Parents find the process both nerve-racking and rewarding, said Bishop, who takes her son each spring to Bob Jones University for a Stanford Achievement Test series.
"I hold my breath until the scores come in," she said.
Bishop's son scores consistently at or above average, with particularly high marks in reading and science. But his mother still worries sometimes about whether she has enough expertise in math and science to carry him into the higher grades.
She plans to teach him for the next two or three years, then re-evaluate the situation.
"If it gets to be in his best interest for the technical achievement," she said, she'll place him in a Christian school.
Lee said he hopes it doesn't come to that.
"It would be nice if you could teach me high school," he told her during a recent interview.
Some parents do teach their children all the way through high school. If there are areas in which they feel unqualified, they rely on other home-school parents who know the subjects better.
Through the Greater Roanoke Home Educators, Marie Northington found someone to teach her daughter creative writing, American history, American and English literature and world history.
That parent sometimes taught more than a dozen students at a time, a situation the Northingtons liked, because it placed Michelle in a more traditional learning environment as she approached college age.
"Basically the idea was to let her become comfortable in the classroom setting, because at some point, she would go on to college," Northington said.
Now 19, her daughter holds a job in a Christian day-care center and takes night classes at Virginia Western Community College.
Ella and Larry Fenzel sent their oldest daughter to Virginia Western to round out some of the high school classes she couldn't get at home, such as chemistry and biology. Rebekah Fenzel, 18, is now a sophomore at Pensacola (Fla.) Christian College.

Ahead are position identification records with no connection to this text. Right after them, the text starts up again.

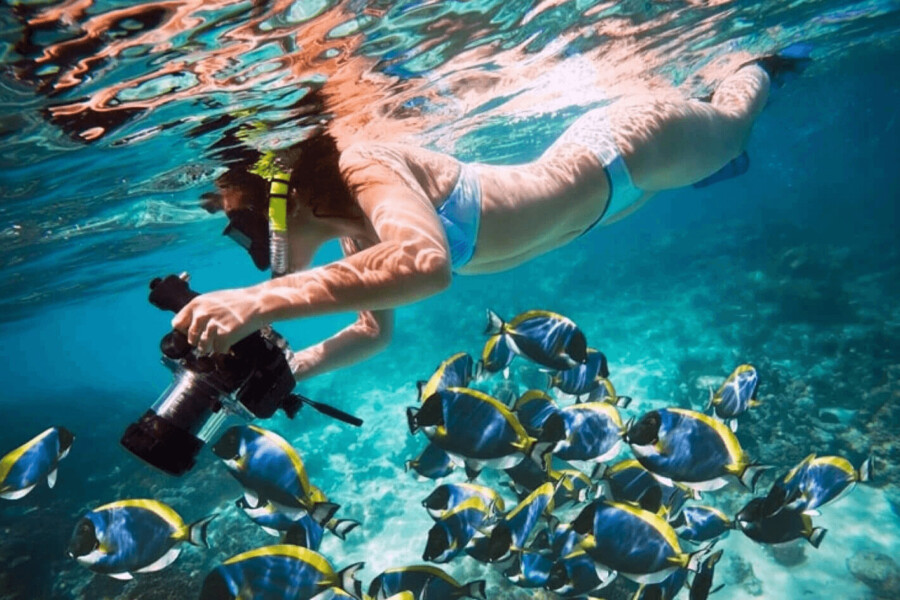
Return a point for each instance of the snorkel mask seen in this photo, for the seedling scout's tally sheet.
(250, 229)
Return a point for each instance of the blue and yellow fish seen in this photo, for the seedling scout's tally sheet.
(544, 337)
(636, 543)
(133, 536)
(736, 395)
(479, 430)
(497, 354)
(515, 529)
(533, 408)
(691, 448)
(432, 463)
(529, 569)
(448, 496)
(816, 481)
(423, 581)
(584, 378)
(629, 481)
(667, 589)
(280, 572)
(270, 470)
(593, 432)
(701, 586)
(606, 392)
(456, 371)
(785, 525)
(34, 461)
(299, 528)
(700, 524)
(455, 529)
(577, 574)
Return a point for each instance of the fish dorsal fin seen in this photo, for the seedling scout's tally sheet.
(162, 562)
(16, 494)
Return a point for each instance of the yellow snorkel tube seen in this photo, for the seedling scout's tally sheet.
(279, 256)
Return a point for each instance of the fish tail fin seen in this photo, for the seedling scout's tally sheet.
(712, 399)
(348, 581)
(495, 324)
(751, 474)
(479, 371)
(322, 512)
(411, 413)
(816, 536)
(695, 559)
(867, 469)
(341, 527)
(474, 589)
(598, 471)
(197, 531)
(419, 385)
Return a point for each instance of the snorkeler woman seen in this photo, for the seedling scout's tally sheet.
(409, 218)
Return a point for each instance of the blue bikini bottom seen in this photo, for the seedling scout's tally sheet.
(460, 214)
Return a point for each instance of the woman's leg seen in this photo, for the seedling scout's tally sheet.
(670, 144)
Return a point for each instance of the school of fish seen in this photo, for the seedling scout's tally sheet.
(582, 513)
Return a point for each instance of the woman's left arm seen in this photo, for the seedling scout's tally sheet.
(410, 262)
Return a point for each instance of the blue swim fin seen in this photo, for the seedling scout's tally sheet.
(786, 64)
(737, 166)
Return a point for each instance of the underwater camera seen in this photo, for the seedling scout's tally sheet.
(252, 380)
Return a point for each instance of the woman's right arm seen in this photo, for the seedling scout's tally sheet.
(368, 335)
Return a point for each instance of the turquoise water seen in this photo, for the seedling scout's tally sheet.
(792, 267)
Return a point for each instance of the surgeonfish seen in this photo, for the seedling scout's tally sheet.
(578, 574)
(700, 524)
(785, 525)
(423, 581)
(736, 395)
(629, 481)
(497, 355)
(456, 371)
(280, 572)
(593, 432)
(515, 529)
(638, 544)
(691, 448)
(448, 496)
(544, 337)
(529, 569)
(533, 408)
(583, 378)
(133, 536)
(606, 392)
(701, 586)
(816, 481)
(451, 533)
(479, 430)
(433, 463)
(667, 589)
(305, 531)
(35, 460)
(270, 470)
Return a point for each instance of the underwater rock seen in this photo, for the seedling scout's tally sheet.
(892, 495)
(878, 571)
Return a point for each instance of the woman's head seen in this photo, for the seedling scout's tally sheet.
(316, 190)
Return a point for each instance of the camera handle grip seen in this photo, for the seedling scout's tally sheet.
(327, 409)
(171, 293)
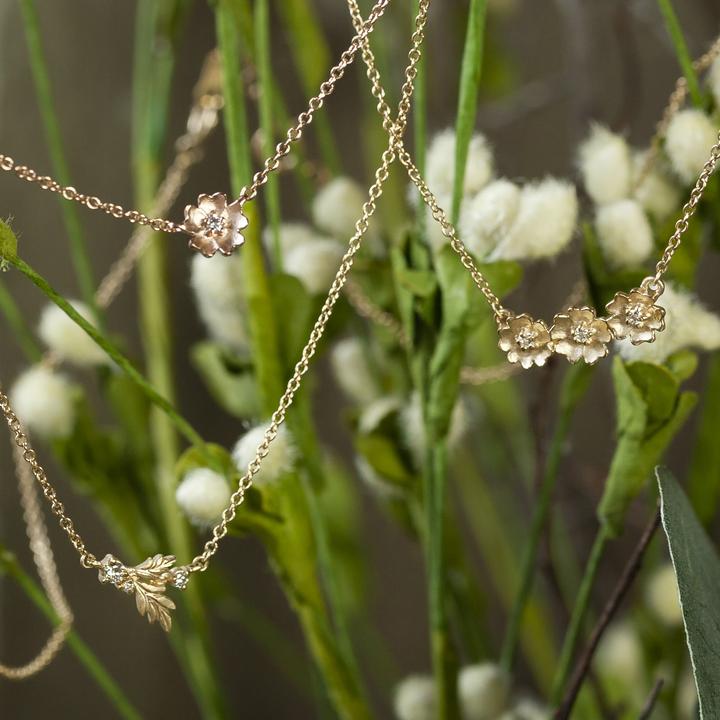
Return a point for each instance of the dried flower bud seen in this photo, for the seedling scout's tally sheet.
(278, 461)
(68, 340)
(606, 166)
(416, 699)
(624, 234)
(44, 400)
(689, 137)
(202, 495)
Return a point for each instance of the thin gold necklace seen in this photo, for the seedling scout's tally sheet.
(149, 580)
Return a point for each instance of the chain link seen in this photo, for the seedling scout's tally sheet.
(200, 563)
(47, 571)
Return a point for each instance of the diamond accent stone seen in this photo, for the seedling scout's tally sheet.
(526, 338)
(215, 224)
(180, 578)
(636, 315)
(582, 333)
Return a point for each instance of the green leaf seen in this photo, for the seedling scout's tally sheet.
(232, 386)
(467, 101)
(681, 50)
(650, 414)
(8, 242)
(697, 568)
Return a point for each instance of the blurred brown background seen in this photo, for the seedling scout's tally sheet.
(574, 59)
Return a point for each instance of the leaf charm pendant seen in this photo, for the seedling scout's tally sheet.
(148, 581)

Others, such as Kurt Kochendarfer of Bedford, gain entry to even more competitive schools with their home-schooling degrees. Kurt attends the U.S. Naval Academy in Annapolis.

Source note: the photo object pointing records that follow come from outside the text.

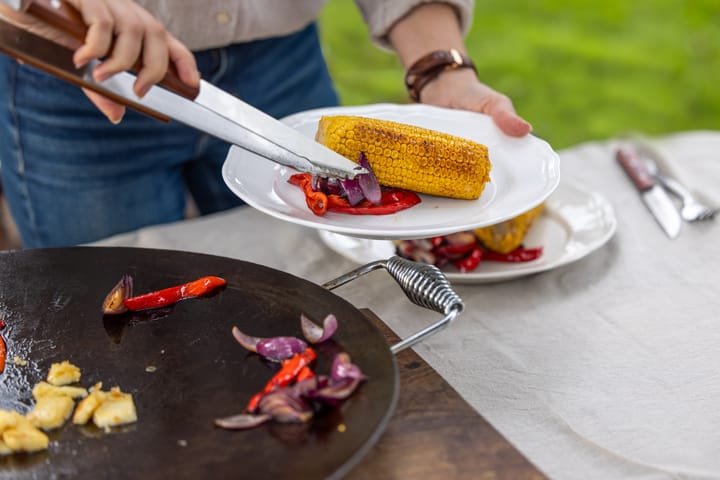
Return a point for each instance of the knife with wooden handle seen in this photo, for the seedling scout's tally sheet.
(207, 108)
(653, 195)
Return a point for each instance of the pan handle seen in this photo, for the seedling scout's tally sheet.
(425, 285)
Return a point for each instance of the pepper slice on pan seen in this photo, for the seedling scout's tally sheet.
(295, 366)
(168, 296)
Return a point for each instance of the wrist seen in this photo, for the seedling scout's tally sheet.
(432, 66)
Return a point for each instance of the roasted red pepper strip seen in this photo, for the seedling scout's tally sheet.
(470, 263)
(454, 251)
(168, 296)
(316, 201)
(3, 349)
(392, 200)
(518, 255)
(291, 369)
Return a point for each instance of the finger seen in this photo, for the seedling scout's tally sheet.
(501, 109)
(154, 54)
(129, 36)
(99, 37)
(112, 110)
(184, 62)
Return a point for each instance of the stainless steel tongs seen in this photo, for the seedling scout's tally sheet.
(207, 108)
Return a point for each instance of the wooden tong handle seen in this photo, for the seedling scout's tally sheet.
(67, 19)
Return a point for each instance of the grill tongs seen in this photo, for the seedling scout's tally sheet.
(206, 108)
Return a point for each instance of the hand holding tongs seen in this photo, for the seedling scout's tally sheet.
(207, 108)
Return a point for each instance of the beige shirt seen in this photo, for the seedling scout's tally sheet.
(203, 24)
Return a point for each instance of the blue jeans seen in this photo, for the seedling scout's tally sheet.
(72, 177)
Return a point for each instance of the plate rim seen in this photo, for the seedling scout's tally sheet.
(564, 259)
(271, 204)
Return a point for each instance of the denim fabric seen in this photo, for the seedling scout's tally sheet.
(71, 177)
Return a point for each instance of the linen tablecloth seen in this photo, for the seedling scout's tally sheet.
(608, 367)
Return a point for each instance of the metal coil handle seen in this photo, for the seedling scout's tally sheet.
(425, 285)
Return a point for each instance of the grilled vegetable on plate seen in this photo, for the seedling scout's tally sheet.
(525, 171)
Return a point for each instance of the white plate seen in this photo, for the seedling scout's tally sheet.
(525, 172)
(574, 223)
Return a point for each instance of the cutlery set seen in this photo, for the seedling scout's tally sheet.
(655, 188)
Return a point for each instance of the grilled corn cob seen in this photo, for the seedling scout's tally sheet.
(409, 157)
(506, 236)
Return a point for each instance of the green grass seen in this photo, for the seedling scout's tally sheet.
(578, 70)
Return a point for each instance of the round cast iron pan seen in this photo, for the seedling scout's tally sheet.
(50, 300)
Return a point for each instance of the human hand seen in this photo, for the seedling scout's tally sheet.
(461, 89)
(123, 34)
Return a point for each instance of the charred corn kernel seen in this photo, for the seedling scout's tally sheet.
(4, 449)
(63, 373)
(87, 406)
(117, 408)
(410, 157)
(506, 236)
(51, 411)
(44, 389)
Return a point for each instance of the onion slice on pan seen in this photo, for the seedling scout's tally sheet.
(314, 333)
(271, 348)
(113, 303)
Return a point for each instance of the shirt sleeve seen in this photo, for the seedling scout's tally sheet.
(381, 15)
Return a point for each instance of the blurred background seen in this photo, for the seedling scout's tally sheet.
(578, 70)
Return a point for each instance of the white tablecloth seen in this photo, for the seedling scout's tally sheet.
(608, 367)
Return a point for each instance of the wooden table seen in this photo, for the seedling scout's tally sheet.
(435, 434)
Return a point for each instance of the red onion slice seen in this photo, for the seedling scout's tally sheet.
(242, 421)
(353, 192)
(280, 348)
(284, 407)
(337, 391)
(113, 303)
(247, 341)
(369, 185)
(316, 334)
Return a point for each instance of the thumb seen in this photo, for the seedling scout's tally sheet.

The toughest obstacle in getting him admitted was filling out the application, his mother, Linda, said.
Designed for students graduating from traditional schools, the application had columns for filling in items such as class rank and extracurricular activities that didn't fit Kurt's situation.

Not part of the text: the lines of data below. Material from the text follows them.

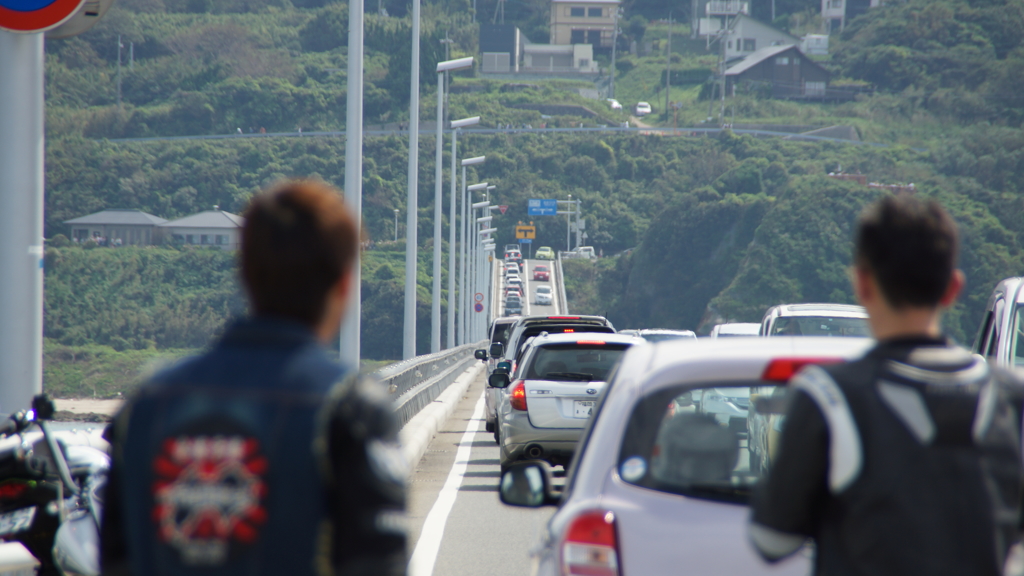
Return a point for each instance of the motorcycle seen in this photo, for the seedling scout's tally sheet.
(51, 491)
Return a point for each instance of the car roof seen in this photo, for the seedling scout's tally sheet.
(542, 340)
(675, 362)
(843, 311)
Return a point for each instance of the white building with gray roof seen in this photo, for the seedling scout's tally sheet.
(126, 227)
(212, 228)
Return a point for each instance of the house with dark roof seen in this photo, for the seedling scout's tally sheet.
(119, 227)
(783, 72)
(212, 228)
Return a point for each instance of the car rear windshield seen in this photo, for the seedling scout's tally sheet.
(713, 441)
(573, 362)
(820, 326)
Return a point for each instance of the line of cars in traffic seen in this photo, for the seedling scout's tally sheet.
(660, 435)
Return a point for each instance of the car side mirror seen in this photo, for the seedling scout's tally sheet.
(499, 380)
(527, 484)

"With every page of application, there had to be for us a separate letter of explanation," Linda Kochendarfer said.
But Kurt, who knew from a very young age he wanted to attend a military academy, was well-prepared. He competed as a classical pianist, took four years of Russian at Hollins College, worked on computers and joined the Civil Air Patrol as part of his education.
Kochendarfer, who holds a teaching degree from Radford, also taught her two other sons, one of whom recently chose to attend a private school so he could become more involved in sports. The other son, who is learning-disabled, will finish his home studies this year.
"For us, it was a good alternative for our family, for the stages that they're in. But I don't think it's the be-all and end-all for everybody," she said. "I'm really sorry it's over, but I'm really glad we succeeded."